In 1522 Alcionio was appointed professor of Greek at Florence through the influence of Giulio de' Medici. That year he entrusted to the Aldine publish a dialogue in the nature of a eulogy on the theme of exile (Medices legatus, sive de exsilio), in a Ciceronian Latin so finely honed that he was charged with plagiarism by his personal enemy, Paulus Manutius. The accusation was that he had taken the finest passages in the work from Cicero's lost treatise De Gloria and had then destroyed the only existing copy of the original to escape detection. The 18th century scholar Abate Girolamo Tiraboschi in his Storia della letterature italiana demonstrated this to be groundless, but the smear has dogged the reputation of Alciono.

When his patron became pope the following year under the title of Clement VII, Alcionio followed him to Rome and remained there until his death. Encyclopædia Britannica (1911) remarked that "His contemporaries speak very unfavourably of Alcionio, and accuse him of haughtiness, uncouth manners, vanity and licentiousness."

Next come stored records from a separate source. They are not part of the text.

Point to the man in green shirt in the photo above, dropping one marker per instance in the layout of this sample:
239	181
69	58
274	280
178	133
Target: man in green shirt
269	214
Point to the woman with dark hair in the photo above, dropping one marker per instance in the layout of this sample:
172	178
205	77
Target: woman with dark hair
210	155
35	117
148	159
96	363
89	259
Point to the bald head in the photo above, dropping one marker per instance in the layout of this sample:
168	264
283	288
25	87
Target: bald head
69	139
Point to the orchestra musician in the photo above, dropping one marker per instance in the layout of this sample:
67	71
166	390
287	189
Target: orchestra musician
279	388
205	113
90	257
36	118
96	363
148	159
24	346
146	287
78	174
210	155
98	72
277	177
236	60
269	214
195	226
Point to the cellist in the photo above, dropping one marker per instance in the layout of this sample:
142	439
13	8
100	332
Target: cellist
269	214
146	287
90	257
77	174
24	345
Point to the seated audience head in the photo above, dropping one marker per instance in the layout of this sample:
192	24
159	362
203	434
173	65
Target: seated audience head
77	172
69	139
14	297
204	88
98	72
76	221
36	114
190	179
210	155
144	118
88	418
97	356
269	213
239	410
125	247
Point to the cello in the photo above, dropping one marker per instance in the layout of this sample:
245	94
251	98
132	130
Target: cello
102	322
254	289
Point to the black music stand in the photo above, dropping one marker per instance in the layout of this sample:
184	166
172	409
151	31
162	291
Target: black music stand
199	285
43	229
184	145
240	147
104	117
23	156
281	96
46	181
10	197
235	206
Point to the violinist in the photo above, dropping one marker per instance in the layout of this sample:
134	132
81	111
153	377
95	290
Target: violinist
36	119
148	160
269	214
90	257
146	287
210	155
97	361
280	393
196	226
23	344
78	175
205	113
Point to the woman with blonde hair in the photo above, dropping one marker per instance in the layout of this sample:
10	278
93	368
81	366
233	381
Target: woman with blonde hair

Alcionio is one of the four humanists in the circle of Clement VII selected by Kenneth Gouwens to illustrate the shock of cultural discontinuity and new sense of human vulnerability caused by the Sack of Rome that put a premature end to the High Renaissance. Of Alcionio's numerous translations of Greek classics into Latin, which included the orations of Isocrates and Demosthenes mentioned by Ambrogio Leoni, only his Aristotle has survived (Simon Finch).